Aphorisms
Essays About

Morality

Cops and robbers would score the same on personality tests. Children who love guns and action, when they grow up, may act out their instincts on either side of the law. They may shoot people, or shoot people who shoot people. What we call brazenness in a criminal we call courage in a police officer.

Were I just arrived in the world and forming my picture of humanity, the Geneva Conventions would perplex me. If nations can ratify treaties for humane conduct in war, why, inhumanely, do they go to war? The Geneva Conventions prescribe that the wounded must be cared for. But they may be wounded? Soldiers are to be evil toward the healthy but charitable toward the injured. Try to kill people, but if you miss, nurse them. Can there be laws of war when war is the breakdown of law, the free-for-all nations resort to when they cannot agree? The human blend of civility and brutality is like a murderer who wipes his shoes on the mat before entering your house to kill you.

I reject condemnations of homosexuality in part because the condemners are always heterosexuals, who, like foremen of the good, command others to change without having to change themselves. The test of a moral assertion is where its burden falls. The morality of the saints makes life harder for oneself. The morality of social conservatives makes life harder for others.

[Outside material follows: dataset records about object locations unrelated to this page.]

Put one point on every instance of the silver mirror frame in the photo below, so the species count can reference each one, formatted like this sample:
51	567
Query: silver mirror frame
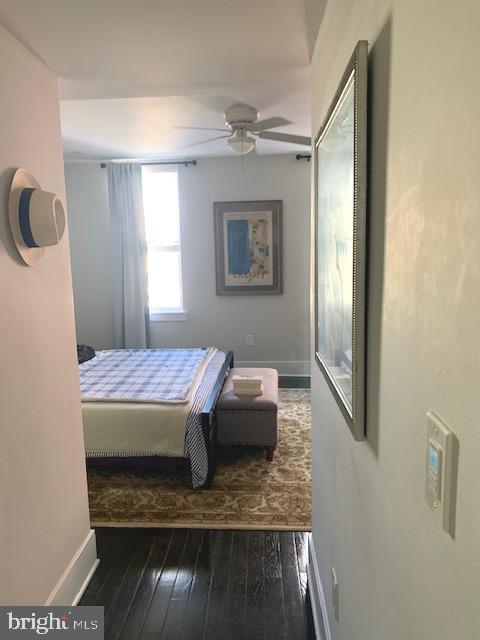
354	416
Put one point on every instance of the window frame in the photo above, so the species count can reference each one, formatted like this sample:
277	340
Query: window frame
168	314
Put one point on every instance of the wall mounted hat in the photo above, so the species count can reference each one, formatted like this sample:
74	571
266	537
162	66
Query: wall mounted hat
37	217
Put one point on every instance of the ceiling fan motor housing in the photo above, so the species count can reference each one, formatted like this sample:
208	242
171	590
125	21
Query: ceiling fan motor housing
240	115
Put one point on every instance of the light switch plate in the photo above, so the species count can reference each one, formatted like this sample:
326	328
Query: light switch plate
440	473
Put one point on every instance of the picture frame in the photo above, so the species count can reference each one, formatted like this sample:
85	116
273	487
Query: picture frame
248	247
340	188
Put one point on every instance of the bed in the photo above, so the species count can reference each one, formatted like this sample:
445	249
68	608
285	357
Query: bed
152	407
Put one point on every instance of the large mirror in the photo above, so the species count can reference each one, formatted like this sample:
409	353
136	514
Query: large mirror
340	237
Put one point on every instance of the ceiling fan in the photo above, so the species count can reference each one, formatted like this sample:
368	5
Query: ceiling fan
243	123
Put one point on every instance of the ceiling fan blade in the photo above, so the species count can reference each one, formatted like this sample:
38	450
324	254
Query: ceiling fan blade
285	137
269	123
195	144
203	129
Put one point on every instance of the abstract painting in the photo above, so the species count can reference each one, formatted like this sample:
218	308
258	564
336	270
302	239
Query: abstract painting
248	247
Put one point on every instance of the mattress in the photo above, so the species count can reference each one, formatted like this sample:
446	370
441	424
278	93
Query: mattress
116	429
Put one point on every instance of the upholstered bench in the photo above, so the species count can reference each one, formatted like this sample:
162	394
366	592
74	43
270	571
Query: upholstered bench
249	419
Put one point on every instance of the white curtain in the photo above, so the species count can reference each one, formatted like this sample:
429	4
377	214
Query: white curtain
129	256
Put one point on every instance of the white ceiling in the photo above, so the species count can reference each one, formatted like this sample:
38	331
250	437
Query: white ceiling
131	72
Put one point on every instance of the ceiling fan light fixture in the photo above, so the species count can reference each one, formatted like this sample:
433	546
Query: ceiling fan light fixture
241	144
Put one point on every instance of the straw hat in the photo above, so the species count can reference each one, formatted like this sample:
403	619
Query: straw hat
37	217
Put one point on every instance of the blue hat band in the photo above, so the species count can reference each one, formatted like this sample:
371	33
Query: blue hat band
24	218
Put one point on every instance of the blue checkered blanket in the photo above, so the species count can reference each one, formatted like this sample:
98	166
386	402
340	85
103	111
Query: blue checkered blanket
141	375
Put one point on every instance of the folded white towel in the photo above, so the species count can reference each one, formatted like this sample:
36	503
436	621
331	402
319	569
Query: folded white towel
247	385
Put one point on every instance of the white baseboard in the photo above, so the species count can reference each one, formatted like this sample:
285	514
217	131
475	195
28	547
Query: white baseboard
317	595
78	574
284	367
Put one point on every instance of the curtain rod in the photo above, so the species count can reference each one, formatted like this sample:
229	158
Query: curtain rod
184	162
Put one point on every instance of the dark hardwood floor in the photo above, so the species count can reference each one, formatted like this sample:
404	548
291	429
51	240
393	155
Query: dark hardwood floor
192	584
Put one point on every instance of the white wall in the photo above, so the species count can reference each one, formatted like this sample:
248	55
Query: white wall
400	575
44	517
279	323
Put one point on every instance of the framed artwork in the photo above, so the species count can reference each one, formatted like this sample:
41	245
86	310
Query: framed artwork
340	242
248	247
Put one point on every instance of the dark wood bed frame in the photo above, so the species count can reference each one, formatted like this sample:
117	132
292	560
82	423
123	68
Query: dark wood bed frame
209	423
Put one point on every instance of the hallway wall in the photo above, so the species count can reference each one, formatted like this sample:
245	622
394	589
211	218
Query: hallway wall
400	576
44	519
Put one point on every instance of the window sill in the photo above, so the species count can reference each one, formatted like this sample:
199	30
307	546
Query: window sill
168	316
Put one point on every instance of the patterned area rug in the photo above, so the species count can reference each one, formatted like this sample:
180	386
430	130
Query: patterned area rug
247	491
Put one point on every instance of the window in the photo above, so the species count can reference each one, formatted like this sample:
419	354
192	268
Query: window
162	228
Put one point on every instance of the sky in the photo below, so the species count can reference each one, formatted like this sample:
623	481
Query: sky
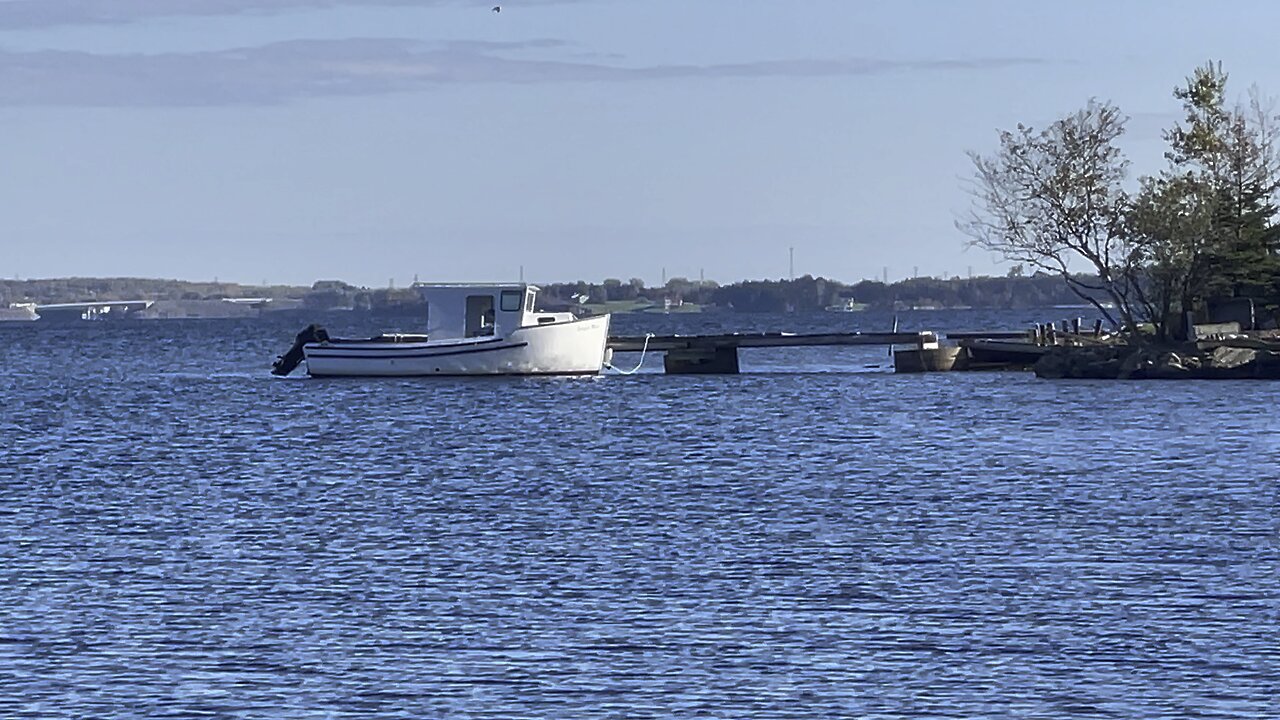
379	141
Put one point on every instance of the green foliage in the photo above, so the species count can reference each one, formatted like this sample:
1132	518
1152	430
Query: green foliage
1205	227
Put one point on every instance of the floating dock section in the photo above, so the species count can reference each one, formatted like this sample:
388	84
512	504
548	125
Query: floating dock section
913	352
717	354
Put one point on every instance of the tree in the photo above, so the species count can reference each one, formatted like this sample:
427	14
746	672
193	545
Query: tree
1206	226
1054	197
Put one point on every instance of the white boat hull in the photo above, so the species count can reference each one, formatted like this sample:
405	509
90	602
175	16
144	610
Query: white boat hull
558	349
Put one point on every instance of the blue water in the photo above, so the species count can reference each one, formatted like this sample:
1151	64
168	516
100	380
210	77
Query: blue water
182	536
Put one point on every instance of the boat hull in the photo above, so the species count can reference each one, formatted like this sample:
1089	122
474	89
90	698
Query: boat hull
560	349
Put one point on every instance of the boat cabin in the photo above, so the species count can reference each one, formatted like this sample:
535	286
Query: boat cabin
458	311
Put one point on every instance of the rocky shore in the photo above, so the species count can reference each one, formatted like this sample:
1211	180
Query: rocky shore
1133	363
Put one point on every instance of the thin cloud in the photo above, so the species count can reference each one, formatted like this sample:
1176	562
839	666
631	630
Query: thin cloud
315	68
31	14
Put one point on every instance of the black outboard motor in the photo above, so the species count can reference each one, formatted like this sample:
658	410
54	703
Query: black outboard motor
284	364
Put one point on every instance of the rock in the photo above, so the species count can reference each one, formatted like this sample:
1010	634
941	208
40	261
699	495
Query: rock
1130	363
1232	358
1082	363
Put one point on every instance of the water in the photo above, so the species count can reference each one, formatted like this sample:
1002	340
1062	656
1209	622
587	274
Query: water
182	536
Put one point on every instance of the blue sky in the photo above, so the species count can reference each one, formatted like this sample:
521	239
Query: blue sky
376	140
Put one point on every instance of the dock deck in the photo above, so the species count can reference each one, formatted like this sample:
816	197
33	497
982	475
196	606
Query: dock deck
662	343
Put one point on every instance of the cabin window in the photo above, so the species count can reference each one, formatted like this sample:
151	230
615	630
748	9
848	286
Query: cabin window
511	301
479	315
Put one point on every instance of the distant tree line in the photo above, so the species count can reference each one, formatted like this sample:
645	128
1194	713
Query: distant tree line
809	294
801	295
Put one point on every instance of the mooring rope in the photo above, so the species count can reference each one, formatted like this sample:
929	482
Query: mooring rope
640	364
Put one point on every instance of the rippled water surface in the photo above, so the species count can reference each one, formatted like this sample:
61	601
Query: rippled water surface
182	536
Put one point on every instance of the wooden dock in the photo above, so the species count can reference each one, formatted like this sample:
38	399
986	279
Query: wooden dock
717	354
917	351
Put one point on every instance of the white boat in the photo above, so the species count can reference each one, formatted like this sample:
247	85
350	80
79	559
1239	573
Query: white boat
471	329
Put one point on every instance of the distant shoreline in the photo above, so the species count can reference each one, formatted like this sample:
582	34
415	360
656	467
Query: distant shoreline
679	295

My wife and I settle our arguments by deciding whom an adverse outcome would bother more. Better that one of us be slightly annoyed than the other be greatly annoyed. Rather than cajole each other or come to shouts, we weigh our would-be grievances. This leads to a policy of laissez-faire: if she wishes to attend a reunion and I do not, she goes alone, though she would rather I went with her and I would rather she stay home with me. Dragging me along would bring her less pleasure than me annoyance; vice versa if I stood in her way.

I apply this principle to the issue of gay rights. Discrimination hurts gays more than equality for gays hurts their opponents. At stake for gay people are their own lives; at stake for their opponents, merely others' lives. The effect on gays is material, direct, and daily; the effect on their opponents, abstract, remote, and occasional, concerning only the conformity of society to their moral beliefs. My neighbor, not me, gets to choose how to decorate his living room because he lives in it while I merely glimpse it through his window. Our rights extend only to the property line of our own life.

Traditional values are unjustly said to be under attack by the gay rights movement. An attack entails crossing the border into another's territory. Therefore no one can be an attacker who is merely defending his right to a share of the common happiness available to mortals. Gay rights is an issue of self-defense, which only looks like an attack because traditional values have so long forced a portion of humanity to suffer in silence.

Opposition to gay rights is commonly based on religion, which the United States Constitution forbids as the basis of law. That gays nevertheless lack equal rights under law is a reminder that, though laws govern nations, nations make and govern the laws. Therefore, if the ruling majority desires a society in which all are equal but whites can own blacks as slaves, or where church and state are separate but the state forbids gay marriage because the church says so, there is no external, independent, governing thing called Law to prevent such contradictions, nothing outside the lawmakers' own imperfect desire for moral consistency. The world is not governed by law but by power, expressed through law. Accordingly, the only way to change the world is to wield power, which in a democracy means the power to change minds.